A: Our children are more wired than any generation before them. Their means of socialization has adapted and changed due to being wired. As such we should be reaching out to our children in a means that they are comfortable with. That is increase class size could be used if we use more online instruction in the class room. Rural schools are shrinking and using online methods where the students take their lecture and home online would allow more students to be taught at the same time and more detailed instruction would be given to students as a group only on the areas they are weak in. Thus a child that understands adding fractions but struggles with multiplying fractions would only go to the multiplying fractions group. Thus multiple Rural schools could pools resources and have the lecture given to their students and say the Math teacher at each school would guide the groups. This could allow for larger class sizes while still giving small group instruction. I would support methods that use more technology and bring our schools out of the 20th century and into the 21st century.

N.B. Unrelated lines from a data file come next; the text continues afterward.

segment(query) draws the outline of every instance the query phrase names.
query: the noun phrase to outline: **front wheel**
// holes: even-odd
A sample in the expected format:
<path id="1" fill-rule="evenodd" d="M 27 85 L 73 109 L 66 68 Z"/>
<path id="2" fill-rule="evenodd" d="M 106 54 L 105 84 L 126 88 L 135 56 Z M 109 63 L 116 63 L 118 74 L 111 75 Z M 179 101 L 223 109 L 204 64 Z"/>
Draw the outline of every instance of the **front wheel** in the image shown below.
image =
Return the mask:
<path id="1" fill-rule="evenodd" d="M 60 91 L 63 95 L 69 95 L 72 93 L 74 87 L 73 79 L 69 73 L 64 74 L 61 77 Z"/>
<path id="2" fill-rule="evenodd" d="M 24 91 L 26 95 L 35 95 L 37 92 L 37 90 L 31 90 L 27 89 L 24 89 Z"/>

7. No Child Left Behind. Have No Child Left Behind and Race to the Top done more harm than good, or vice versa? Should Iowa opt out of No Child Left Behind, even if it means forgoing federal funds?

A: It is no secret Left no child behind is a failure. I would like to see it out of the school systems and considering the recent Supreme Court ruling on health care that says the Federal government can not force the State to expand Medicaid or face financial penalties. Then the State might have a way by using that ruling to opt out and not loose federal money. I would like to see left no child behind taken out and if Iowa could fund its school system without Federal money then I would not be opposed to that either.